Sperando in una discussione franca e sinceramente appassionata chiedo a voi, che vorreste tutelare coloro che non accettano scorciatoie, di suggerire come questa tutela potrebbe avvenire in termini fattivi. E soprattutto vi chiedo su che base si potrebbe garantire sulla loro pulizia, senza ricadere nel soliti disastri alla prima positività a sorpresa. Non basta "piangere per le vere vittime" del doping. Come non renderle ancora vittime?
La mia opinione l'ho espressa in termini fattivi, ora a voi.
BenoixRoberti ha scritto:Piaccia o meno, purtroppo il doping ha fatto parte a pieno titolo della storia di questo sport e la coscienza collettiva odierna non è la stessa di quella di trenta anni fa. La presenza del doping nella storia di questo sport va accettata sul piano storico e compresa nella sua dimensione storica e storicizzata per uscire con dignità e senso pratico fattivo da questo incubo. Una dignità che altri sport non ci riconoscono dall'alto di una ipocrisia che scricchiola sempre più.
Replico invece all'ultima affermazione.
Se tu discuti di questi argomenti con distacco ed insofferenza (da delusione) e senza una reale sincera curiosità positiva ed esprimendo opinioni immodificabili, convinto del triste destino inevitabile del ciclismo, risulta difficile un reale confronto.

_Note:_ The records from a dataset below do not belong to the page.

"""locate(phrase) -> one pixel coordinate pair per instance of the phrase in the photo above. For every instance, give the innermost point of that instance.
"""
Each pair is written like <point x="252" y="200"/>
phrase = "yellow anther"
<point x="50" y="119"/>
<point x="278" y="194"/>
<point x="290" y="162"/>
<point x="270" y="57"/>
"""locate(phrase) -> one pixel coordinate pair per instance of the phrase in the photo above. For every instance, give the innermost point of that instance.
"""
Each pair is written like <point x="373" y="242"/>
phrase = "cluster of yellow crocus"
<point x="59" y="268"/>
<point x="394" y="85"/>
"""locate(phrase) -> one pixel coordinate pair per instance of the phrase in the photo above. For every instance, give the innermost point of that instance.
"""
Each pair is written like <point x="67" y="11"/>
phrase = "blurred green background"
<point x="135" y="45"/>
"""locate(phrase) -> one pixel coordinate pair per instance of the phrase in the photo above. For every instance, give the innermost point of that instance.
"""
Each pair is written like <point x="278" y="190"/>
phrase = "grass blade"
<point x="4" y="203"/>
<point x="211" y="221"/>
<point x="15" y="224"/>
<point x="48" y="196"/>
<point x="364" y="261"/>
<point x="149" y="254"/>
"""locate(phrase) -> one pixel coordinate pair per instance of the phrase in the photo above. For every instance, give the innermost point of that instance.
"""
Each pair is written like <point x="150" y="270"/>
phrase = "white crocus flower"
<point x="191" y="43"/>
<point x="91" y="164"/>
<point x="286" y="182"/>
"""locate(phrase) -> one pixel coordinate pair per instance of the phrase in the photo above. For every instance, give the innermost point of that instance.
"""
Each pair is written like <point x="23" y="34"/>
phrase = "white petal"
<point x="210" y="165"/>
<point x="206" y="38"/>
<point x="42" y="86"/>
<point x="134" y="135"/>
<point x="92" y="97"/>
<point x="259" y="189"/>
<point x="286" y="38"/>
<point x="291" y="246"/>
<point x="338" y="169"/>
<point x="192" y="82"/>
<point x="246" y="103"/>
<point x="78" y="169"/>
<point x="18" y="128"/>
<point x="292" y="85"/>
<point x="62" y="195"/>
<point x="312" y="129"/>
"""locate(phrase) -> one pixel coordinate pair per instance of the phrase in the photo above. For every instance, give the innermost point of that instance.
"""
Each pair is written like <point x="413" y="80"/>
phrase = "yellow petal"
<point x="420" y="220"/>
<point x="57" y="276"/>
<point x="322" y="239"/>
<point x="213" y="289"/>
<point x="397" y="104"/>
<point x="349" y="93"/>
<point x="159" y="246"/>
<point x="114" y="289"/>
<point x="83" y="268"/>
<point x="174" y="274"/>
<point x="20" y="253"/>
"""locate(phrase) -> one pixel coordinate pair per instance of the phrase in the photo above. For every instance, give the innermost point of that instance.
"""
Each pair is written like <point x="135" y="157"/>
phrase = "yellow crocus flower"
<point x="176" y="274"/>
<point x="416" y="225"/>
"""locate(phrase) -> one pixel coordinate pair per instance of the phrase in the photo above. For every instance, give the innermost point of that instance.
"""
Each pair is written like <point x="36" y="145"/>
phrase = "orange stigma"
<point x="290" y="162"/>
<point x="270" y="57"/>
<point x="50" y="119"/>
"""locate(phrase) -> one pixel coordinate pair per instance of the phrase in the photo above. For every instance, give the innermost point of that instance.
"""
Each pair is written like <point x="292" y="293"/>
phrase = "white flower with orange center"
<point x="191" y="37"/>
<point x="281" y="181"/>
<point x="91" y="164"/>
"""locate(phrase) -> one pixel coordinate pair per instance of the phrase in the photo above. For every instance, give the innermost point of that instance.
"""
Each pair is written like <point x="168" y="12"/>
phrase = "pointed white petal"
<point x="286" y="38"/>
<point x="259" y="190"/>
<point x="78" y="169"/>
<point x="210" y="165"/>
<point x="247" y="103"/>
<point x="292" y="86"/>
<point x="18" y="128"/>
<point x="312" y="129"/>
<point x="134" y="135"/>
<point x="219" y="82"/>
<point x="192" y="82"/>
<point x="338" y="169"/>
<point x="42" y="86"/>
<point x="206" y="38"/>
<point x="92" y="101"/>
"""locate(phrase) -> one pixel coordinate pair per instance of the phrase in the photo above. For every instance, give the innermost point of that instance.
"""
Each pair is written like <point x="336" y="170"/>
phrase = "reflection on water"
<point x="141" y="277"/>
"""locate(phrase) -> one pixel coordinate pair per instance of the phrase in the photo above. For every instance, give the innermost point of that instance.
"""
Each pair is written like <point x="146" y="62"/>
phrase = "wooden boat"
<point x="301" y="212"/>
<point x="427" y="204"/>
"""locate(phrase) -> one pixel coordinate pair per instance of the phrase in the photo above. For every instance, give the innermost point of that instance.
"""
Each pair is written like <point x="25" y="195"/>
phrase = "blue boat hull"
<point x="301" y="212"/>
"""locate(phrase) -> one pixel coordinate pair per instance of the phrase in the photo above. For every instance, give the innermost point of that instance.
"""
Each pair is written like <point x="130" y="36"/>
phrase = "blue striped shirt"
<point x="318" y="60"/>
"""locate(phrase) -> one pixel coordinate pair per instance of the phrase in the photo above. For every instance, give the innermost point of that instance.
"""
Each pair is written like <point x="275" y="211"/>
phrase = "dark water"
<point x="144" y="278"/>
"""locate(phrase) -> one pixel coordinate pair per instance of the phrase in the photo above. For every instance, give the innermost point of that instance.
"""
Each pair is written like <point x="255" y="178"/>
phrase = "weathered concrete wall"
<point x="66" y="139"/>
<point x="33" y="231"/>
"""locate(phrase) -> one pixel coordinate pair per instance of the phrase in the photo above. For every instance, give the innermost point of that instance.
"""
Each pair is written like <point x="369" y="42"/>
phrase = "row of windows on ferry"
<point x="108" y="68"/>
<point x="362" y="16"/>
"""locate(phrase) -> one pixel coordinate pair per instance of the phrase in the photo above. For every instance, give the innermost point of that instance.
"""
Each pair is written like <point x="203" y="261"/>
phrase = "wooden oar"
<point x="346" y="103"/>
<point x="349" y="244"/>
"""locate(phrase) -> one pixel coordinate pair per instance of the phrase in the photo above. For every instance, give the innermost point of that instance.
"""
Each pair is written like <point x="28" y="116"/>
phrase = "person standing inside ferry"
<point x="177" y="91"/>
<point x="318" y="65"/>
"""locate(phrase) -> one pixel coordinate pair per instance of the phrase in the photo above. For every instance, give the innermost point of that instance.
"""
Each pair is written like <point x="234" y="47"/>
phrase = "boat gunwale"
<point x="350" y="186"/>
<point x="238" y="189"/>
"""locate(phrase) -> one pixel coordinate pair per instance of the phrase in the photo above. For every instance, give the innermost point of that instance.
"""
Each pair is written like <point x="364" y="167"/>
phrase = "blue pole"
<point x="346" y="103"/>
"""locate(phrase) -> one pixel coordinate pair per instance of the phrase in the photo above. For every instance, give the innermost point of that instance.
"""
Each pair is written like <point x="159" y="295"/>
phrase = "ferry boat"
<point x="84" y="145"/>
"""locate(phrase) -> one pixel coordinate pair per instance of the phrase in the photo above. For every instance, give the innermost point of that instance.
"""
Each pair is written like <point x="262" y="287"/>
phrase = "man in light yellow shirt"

Il fatto che già nel 2005 si parlasse del passaporto biologico non significa che sia uno strumento vecchio, superato e da archiviare.
Lo strumento in sé è utile e si potrebbe farne davvero tesoro; se poi gli uomini lo utilizzano per altri fini non è il passaporto biologico a fallire.
Bisogna anche, purtroppo o per fortuna, essere realisti. Non si può creare una lega dei "puliti", ove possano correre solo corridori puliti e certificati, per la semplice ragione che quella certezza non è raggiungibile con gli strumenti odierni a patto di spiare gli atleti 24 ore su 24.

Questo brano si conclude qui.